Overall, companies using PIPE structures face higher initial market impact risks—especially during volatile periods—compared to ATMs or public offerings. However, all these equity-based strategies avoid the high-leverage, convertible-bond-dependent model employed by Michael Saylor at Strategy.
Conclusion
At first glance, the extreme volatility of Ethereum treasury stocks might resemble the speculative boom-bust cycles typical of meme coins. But the strategies adopted by the first movers in this space are fundamentally different. These companies are not riding hype or holding assets passively. Instead, they position Ethereum as a “productive treasury asset,” earning native yield through staking or, in some cases, deploying capital into advanced DeFi strategies. This contrasts sharply with Bitcoin treasury pioneers, who adhere to a “passive digital gold” model often financed through high-leverage convertible bonds. In contrast, SharpLink, BitMine, Bit Digital, and GameSquare fund their strategies entirely through equity, avoiding debt service obligations and the structural fragility of looming maturity walls.

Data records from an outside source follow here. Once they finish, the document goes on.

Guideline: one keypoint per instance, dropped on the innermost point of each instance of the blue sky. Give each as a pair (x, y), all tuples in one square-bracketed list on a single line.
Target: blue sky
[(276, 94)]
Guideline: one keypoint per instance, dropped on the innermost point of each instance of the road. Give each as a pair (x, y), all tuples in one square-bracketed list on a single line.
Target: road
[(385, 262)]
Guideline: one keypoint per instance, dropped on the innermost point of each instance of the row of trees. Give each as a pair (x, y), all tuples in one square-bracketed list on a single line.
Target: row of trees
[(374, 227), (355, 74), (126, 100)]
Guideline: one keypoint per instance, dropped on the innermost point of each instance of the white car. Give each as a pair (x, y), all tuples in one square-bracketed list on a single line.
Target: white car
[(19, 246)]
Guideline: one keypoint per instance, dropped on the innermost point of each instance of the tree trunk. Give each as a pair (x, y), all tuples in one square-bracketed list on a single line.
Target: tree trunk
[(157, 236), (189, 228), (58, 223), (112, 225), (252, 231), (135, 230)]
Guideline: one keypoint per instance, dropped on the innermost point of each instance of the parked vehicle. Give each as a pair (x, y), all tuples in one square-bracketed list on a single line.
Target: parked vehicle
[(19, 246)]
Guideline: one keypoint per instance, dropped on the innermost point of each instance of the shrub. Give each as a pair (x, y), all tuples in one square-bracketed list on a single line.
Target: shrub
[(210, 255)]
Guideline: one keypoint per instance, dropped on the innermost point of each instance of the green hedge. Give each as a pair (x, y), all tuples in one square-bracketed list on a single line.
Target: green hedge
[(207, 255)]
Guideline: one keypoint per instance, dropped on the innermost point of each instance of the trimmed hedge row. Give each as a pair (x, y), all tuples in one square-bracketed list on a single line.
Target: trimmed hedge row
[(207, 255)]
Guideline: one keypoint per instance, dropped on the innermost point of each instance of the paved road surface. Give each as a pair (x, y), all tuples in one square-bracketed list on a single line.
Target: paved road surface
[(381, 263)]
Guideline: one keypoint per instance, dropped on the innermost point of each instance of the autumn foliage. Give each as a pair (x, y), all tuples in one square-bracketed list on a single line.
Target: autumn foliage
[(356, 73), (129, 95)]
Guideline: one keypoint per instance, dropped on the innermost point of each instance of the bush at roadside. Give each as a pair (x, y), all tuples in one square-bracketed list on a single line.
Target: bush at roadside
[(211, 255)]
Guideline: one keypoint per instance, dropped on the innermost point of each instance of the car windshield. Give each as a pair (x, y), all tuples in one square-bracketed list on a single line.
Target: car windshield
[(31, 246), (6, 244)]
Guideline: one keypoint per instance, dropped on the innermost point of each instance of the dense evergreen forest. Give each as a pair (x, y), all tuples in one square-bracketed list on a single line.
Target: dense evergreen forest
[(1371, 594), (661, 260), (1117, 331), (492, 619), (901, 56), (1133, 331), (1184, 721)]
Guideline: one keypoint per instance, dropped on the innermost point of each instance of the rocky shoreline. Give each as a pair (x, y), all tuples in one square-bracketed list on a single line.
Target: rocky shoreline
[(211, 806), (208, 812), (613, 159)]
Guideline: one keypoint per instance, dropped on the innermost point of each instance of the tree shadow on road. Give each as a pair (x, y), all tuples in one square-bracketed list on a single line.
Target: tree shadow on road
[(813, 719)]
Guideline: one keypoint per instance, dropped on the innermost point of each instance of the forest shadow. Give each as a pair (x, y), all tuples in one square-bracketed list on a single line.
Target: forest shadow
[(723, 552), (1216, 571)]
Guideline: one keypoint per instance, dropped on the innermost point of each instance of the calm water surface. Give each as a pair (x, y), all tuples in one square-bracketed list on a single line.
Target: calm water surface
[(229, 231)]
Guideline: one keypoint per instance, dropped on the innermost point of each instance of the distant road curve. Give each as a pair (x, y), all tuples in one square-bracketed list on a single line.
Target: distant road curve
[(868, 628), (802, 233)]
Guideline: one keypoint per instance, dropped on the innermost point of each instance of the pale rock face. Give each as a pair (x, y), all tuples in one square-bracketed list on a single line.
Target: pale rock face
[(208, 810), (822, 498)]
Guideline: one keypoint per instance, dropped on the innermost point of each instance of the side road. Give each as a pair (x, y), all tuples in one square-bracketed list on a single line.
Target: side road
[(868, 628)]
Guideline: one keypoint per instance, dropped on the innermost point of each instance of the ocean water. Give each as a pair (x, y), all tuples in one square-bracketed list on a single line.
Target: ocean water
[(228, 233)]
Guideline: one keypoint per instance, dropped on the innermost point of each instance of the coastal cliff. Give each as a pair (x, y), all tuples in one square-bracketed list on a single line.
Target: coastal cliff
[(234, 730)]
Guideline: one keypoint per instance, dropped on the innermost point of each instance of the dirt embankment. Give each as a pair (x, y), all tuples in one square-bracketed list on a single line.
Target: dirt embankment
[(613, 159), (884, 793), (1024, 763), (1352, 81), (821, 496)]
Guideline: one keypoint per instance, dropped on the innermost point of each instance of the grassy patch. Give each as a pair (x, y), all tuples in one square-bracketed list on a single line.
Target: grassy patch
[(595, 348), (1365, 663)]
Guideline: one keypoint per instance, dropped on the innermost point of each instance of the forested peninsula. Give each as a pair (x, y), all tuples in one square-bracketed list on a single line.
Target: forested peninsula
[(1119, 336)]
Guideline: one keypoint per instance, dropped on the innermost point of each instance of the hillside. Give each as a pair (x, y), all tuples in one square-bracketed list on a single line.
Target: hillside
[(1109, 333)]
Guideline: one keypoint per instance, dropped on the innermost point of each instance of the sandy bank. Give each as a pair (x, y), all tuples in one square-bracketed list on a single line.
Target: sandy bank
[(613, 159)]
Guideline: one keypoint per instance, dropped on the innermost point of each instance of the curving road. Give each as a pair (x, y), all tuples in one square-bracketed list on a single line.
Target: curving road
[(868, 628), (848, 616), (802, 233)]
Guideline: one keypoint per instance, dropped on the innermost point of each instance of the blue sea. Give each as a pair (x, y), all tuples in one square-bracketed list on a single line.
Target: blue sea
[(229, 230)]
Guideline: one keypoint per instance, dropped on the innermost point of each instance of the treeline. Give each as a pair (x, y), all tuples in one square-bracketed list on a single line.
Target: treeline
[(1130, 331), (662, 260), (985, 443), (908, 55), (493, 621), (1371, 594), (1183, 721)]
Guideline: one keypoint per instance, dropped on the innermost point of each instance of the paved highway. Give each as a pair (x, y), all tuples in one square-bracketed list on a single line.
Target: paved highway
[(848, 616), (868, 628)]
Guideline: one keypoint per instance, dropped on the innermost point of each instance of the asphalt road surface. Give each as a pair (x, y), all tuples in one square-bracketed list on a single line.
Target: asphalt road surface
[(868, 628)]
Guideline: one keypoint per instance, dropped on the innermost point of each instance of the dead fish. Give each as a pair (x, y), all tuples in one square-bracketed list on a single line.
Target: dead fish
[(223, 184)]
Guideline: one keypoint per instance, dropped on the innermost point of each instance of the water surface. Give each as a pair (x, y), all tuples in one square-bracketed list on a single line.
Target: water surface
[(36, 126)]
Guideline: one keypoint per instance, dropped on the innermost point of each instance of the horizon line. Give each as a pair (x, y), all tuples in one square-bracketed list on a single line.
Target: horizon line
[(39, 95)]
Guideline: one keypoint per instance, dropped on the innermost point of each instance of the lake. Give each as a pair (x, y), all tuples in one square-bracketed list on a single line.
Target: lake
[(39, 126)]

Moreover, this capital is not idle. By staking ETH, corporations directly contribute to network validator security and protocol stability. And firms like GameSquare, planning to engage with native DeFi yield strategies, could inject vital liquidity into Ethereum’s lending markets and core infrastructure.
While challenges remain—including dilution risk, smart contract exposure, and price volatility—investors can use tools like dilution analysis and premium-to-book ratios to weigh downside risks against upside potential driven by yield and ecosystem growth. Ultimately, this first wave of Ethereum treasury models demonstrates a deeper, more productive form of corporate engagement. Though it introduces a new class of on-chain treasury exposures vulnerable to market swings, it may also become a powerful catalyst for strengthening the Ethereum ecosystem.
Disclosure: As of the date of this report, affiliated entities of Galaxy Digital hold investments in BitMine and SharpLink Gaming.